The thing that penetrates the warm womb of my thoughts just now is, "Is that gentleman in the back high?" I can hear a nervous chuckle come from Bill. "Officer: it's like this, our chum back there, Joe, called us from a payphone, and begged us to take him home. Honestly, it was a nightmare finding him." "Well, you get along with that -- and get that signal light fixed, okay? You fellas have a better day, tomorrow."

"Waaaaaaaait!" I sing. "I'm being kidnapped!!"The cops walk away anyway, probably never hearing my cry.

What could the cops of this town do? This town is run, bought, and infested with addicts of all spectrums. If you can't crack down on people up high, why bother the little guys? Why listen to one, like now, when they could actually be being kidnapped, but are too high to be believed? Why start cracking down on the two dashing gentlemen, helping their asshole friend by taking him home, in their unremarkable little VW Bug? Sometimes the world's problems are too big to rescue high people from presumed paranoia. Sometimes, all you can do is nab some purse-snatchers, and hope to hell that you slow him down from accessing his usual drugs, at least for a little while. Our system is horribly ineffectual, but at least I'm not witnessing Stallone astride his Justicemobile Bike, and his Judge Dredd creds. I guess.

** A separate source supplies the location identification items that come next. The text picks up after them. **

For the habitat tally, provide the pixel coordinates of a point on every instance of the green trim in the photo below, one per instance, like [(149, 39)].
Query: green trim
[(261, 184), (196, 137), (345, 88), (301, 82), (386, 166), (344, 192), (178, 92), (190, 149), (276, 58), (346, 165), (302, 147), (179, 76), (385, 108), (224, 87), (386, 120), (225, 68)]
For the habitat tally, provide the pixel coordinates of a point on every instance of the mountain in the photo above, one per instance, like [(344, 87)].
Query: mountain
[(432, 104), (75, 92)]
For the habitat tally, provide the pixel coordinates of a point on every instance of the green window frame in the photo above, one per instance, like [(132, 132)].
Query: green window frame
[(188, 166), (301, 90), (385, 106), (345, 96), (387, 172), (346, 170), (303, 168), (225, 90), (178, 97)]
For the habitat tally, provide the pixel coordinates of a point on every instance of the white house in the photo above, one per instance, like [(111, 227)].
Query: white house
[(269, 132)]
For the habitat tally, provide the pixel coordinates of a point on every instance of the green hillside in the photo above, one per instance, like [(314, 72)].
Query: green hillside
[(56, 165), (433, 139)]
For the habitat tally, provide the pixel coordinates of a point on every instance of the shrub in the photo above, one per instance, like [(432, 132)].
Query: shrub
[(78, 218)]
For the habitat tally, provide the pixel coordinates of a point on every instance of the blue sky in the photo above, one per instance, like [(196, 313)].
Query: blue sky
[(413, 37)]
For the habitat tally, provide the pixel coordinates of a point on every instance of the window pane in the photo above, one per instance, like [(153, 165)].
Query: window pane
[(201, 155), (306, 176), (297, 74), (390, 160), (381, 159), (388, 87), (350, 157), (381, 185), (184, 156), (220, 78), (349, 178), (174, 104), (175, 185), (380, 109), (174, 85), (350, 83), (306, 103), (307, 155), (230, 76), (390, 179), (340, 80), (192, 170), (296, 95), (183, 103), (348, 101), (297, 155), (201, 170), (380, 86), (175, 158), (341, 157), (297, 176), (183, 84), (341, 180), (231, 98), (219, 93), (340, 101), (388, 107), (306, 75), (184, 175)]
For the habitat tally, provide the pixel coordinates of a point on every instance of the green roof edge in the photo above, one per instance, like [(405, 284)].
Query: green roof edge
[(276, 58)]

Hm.. where am I now? I'm not in the car, I'm not outside. Where did I get to? Did I escape? Oh, I get it. I'm in the dungeon. Torture chamber. Basement of screams. Villainous lair, where the villains are chillin' with their killin's; where villains make villainous faces after concluding villainous chases. Yes, indeed. Indeedy-do.Doo-dah-day. What?

"What? What do you mean, 'what'? What part of, 'you're fucked now, and I want to know where the money is' escapes you?" Travis is all red-faced, and I start wondering what conversation I've found myself in. "I mean, besides the fact that you're 4 Daisies over the requirement for being at this picnic?"

"You'll never catch me, coppers!"

"Useful. Now: focus. Where is Jimmy's money? Or, rather, let's cut to the chase. Where's my money?"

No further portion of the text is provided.